Thursday, June 28, 2012

Why We Believe We Are Entitled to Health Care

I learned the Supreme Court voted to uphold Obamacare today while I was in a brainstorming session for a drug that will launch next year. I had the same thought I've had on other occasions when people define the "right" to health care: how can someone have a right to a product that has just been invented, or to a skill that certain individuals study for decades to acquire and perfect? Of course, if we want to be strict with our language, Obamacare doesn't give anyone a right to health care, it creates a new entitlement to health care.

I've always had a problem with the notion of a government entitlement. It implies, to my ears, that the State determines what people need to get by in life, and then sets out to give it to them. And that the people have to be vigilant in making sure that they get what's coming to them. I hear, in my head, a smart but whiny teenager, "If my sister is getting a new car, then I'm entitled to one, too!"

But leave aside my grumpy dislike of the word: should there be an entitlement to health care? And what would we include (and exclude) within that entitlement? A lot of people clearly believe there should be a very broad health care entitlement, including medicines like contraception that stretch that entitlement far beyond life-and-death issues. So, are we entitled to all pharmaceutical products? Even this one? Is every surgery part of that entitlement? Even this one? Suddenly it becomes hard to find the line.

I kept sitting in my meeting, thinking about these issues and (as it happens) eating a wonderful chipwich. My mind went to FDR's Four Freedoms, and specifically the Freedom from Want. That idea is largely defined as implying a right to adequate food, clothing and shelter, and sometimes to the right to a job that pays a living wage. It seems odd, first of all, that we would push for universal healthcare before we would push for universal access to those more basic elements of survival. But it also seems apparent, if we defined a food entitlement as broadly as we define the health care entitlement, that we would be enshrining universal access to chipwiches into law. Of course, people like me would love that, and I'm sure the chipwich people would love that (and clearly, the pharmaceutical industry was bullish on the notion of increasing their potential market with Obamacare), but that doesn't mean it makes economic or practical sense.

Forgive me for going on, but I'm trying to make the argument that we have very muddle-headed thinking about what a health care entitlement should actually do, and what it should (or shouldn't) cover. I'm going to assume that my chipwich analogy has you convinced that we can't give all people access to everything that falls under the header of health care. But why isn't this instantly apparent to people?

Well, I'd like to offer two completely speculative suggestions. The first is that health care consumption is much more passive for most people than is their consumption of food, clothing, shelter and other basic necessities. If you need food, you go out and buy what you think is best and what you can afford. Even if you are on food stamps, the choice of food and the act of getting it is still in your hands. But taking charge of your health in a similar way is almost impossible. You very rarely even know what you need until someone else tells you: if you feel "bad", you go to a doctor who pronounces what you need, and then hands you a piece of paper which you docilely take to a pharmacist, who hands you a bottle of nondescript pills that you assume will do what everyone told you to do. And most of this is paid for by your insurance, so you don't even really know what it costs. Essentially, your health is already basically someone else's problem, so taking the step of saying it is the government's responsibility isn't really that dramatic.

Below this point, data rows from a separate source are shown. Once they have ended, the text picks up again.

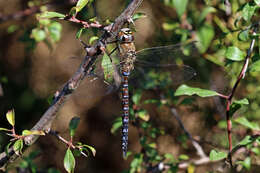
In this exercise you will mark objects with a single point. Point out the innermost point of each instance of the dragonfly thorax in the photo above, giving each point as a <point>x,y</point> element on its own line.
<point>125,35</point>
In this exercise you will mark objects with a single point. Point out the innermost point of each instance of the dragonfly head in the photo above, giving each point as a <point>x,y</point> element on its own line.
<point>125,35</point>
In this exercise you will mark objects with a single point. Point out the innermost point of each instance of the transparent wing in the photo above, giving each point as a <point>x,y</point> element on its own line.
<point>161,66</point>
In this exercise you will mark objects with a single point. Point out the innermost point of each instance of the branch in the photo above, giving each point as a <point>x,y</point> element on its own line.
<point>61,96</point>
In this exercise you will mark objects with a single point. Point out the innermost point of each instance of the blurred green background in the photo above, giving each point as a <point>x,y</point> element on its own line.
<point>37,57</point>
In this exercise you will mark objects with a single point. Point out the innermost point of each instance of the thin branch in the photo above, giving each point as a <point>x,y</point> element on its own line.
<point>61,96</point>
<point>229,99</point>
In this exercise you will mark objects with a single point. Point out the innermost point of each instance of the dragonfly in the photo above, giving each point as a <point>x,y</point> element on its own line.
<point>155,58</point>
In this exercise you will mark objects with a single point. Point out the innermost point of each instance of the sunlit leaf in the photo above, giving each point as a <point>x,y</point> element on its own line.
<point>81,4</point>
<point>244,35</point>
<point>243,121</point>
<point>234,53</point>
<point>55,31</point>
<point>92,39</point>
<point>50,14</point>
<point>180,6</point>
<point>74,122</point>
<point>245,163</point>
<point>69,161</point>
<point>10,116</point>
<point>255,67</point>
<point>92,149</point>
<point>186,90</point>
<point>217,155</point>
<point>248,11</point>
<point>18,146</point>
<point>38,34</point>
<point>4,129</point>
<point>205,12</point>
<point>205,35</point>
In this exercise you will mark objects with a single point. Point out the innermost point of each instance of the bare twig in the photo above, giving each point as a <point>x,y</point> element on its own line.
<point>61,96</point>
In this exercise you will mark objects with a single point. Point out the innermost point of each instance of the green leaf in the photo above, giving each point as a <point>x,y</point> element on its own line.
<point>74,122</point>
<point>180,6</point>
<point>183,157</point>
<point>205,12</point>
<point>69,161</point>
<point>186,90</point>
<point>245,163</point>
<point>251,125</point>
<point>248,11</point>
<point>257,2</point>
<point>235,54</point>
<point>205,34</point>
<point>10,116</point>
<point>32,132</point>
<point>143,114</point>
<point>18,146</point>
<point>81,4</point>
<point>50,14</point>
<point>4,129</point>
<point>116,125</point>
<point>217,155</point>
<point>247,140</point>
<point>237,105</point>
<point>244,35</point>
<point>55,31</point>
<point>255,67</point>
<point>38,34</point>
<point>137,16</point>
<point>92,39</point>
<point>92,149</point>
<point>12,28</point>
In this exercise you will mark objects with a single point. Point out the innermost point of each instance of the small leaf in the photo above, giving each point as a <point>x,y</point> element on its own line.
<point>251,125</point>
<point>69,161</point>
<point>206,12</point>
<point>74,122</point>
<point>12,28</point>
<point>180,6</point>
<point>137,16</point>
<point>248,11</point>
<point>38,34</point>
<point>4,129</point>
<point>79,33</point>
<point>51,14</point>
<point>235,54</point>
<point>18,146</point>
<point>217,155</point>
<point>183,157</point>
<point>257,2</point>
<point>81,4</point>
<point>255,67</point>
<point>243,35</point>
<point>10,116</point>
<point>205,34</point>
<point>93,38</point>
<point>32,132</point>
<point>186,90</point>
<point>245,163</point>
<point>143,114</point>
<point>92,149</point>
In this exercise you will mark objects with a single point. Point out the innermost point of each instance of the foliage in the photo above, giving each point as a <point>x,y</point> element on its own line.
<point>224,31</point>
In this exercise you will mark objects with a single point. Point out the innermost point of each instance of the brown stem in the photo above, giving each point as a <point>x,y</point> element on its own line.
<point>61,96</point>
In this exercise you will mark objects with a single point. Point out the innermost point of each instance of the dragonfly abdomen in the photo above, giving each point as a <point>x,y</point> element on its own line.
<point>125,113</point>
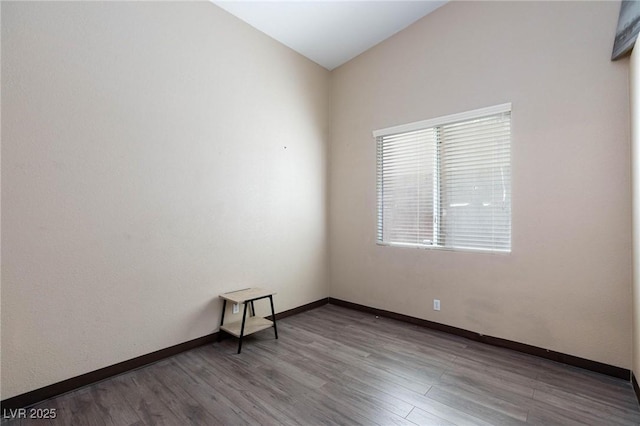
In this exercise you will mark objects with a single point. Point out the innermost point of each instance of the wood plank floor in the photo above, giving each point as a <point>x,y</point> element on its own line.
<point>337,366</point>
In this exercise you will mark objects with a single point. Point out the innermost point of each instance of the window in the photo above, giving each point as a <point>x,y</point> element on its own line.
<point>446,183</point>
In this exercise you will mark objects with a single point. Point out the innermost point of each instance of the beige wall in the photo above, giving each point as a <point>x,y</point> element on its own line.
<point>566,284</point>
<point>154,155</point>
<point>634,78</point>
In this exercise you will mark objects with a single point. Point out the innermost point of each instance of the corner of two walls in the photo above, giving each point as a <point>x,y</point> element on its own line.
<point>565,285</point>
<point>634,83</point>
<point>154,155</point>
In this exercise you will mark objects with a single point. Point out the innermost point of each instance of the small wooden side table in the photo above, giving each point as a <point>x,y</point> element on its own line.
<point>252,324</point>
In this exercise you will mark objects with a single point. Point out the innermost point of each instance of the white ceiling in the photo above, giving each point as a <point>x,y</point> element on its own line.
<point>329,32</point>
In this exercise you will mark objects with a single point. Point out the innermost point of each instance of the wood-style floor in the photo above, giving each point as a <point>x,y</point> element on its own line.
<point>333,365</point>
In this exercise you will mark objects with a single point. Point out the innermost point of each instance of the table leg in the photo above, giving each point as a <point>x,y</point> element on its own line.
<point>224,307</point>
<point>244,317</point>
<point>273,316</point>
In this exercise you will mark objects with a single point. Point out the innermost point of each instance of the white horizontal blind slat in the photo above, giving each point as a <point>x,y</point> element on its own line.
<point>476,184</point>
<point>449,185</point>
<point>405,187</point>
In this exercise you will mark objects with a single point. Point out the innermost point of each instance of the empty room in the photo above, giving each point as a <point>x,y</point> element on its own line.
<point>320,212</point>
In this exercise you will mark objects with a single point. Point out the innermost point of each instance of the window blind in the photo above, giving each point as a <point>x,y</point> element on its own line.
<point>446,183</point>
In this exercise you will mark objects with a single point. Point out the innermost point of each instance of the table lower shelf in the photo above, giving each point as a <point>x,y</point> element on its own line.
<point>251,325</point>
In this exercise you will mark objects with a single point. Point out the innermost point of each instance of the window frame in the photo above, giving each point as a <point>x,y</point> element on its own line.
<point>436,123</point>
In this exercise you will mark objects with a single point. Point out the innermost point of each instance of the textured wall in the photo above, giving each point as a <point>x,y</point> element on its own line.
<point>154,155</point>
<point>566,284</point>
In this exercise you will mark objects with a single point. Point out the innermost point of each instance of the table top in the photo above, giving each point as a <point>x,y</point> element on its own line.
<point>247,294</point>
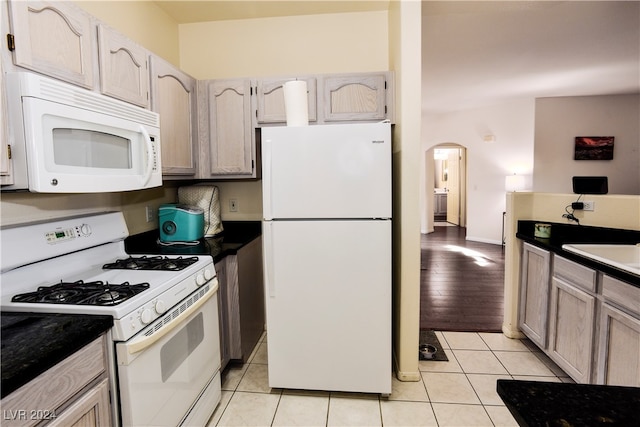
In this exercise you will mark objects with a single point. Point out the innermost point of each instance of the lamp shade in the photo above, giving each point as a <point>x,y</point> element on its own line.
<point>514,183</point>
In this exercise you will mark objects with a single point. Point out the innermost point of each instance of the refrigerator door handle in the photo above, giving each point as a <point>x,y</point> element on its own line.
<point>266,179</point>
<point>268,254</point>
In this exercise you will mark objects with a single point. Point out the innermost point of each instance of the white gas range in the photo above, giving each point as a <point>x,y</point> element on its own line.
<point>166,353</point>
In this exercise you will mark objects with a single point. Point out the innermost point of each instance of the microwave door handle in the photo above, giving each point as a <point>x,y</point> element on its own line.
<point>147,140</point>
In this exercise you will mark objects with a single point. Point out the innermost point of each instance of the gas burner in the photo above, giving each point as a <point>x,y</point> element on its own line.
<point>151,263</point>
<point>81,293</point>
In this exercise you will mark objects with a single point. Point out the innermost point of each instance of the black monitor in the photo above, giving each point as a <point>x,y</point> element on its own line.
<point>590,185</point>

The second possibility is that improving our health through popping pills or invasive surgery is evolutionarily novel. The psychologist Satoshi Kanazawa has developed the theory that intelligence evolved to deal with evolutionarily novel problems, the type of things we wouldn't have to deal with every day. As he puts it:
We know what to do when it comes to mating.  We know what to do when it comes to parenting and learning a language associated with other people. All these things our ancestors did already have ready-made solutions in our brain, but occasionally there are novel problems that required our ancestors to think and that’s how intelligence evolves. Some people who could think and reason and solve these evolutionary novel problems did better occasionally, so my contention is that intelligence evolved to deal with novel problems and as a result more intelligent people are more likely to recognize evolutionarily novel entities and situations.
So, you'd expect that, faced with the proliferation of new treatments, intelligent people would be more comfortable dealing with them and coming up with ways to make them more accessible. But he continues:
The key part of the equation is that intelligence leads individuals to seek novel solutions and as a result they become more likely to adopt novel preferences and values, so intelligence makes people do unnatural things.
I read this to imply that, in the face of evolutionarily novel situations, people are willing to try something different, but we aren't automatically going to pick the right or most workable solution to the problem we face. People generally know what to do to get food, clothing and shelter, but the novelty of accessing health solutions might make us willing to consider "unnatural" alternatives.

To go back to food analogies: we would never say that everyone has the right to prime rib and lobster every day, because we all intuitively understand we'd go broke. But the novelty of health care makes us blind to that simple truth. Of course, eventually economic reality will overwhelm our confusion and the good intentions that have led us to this point.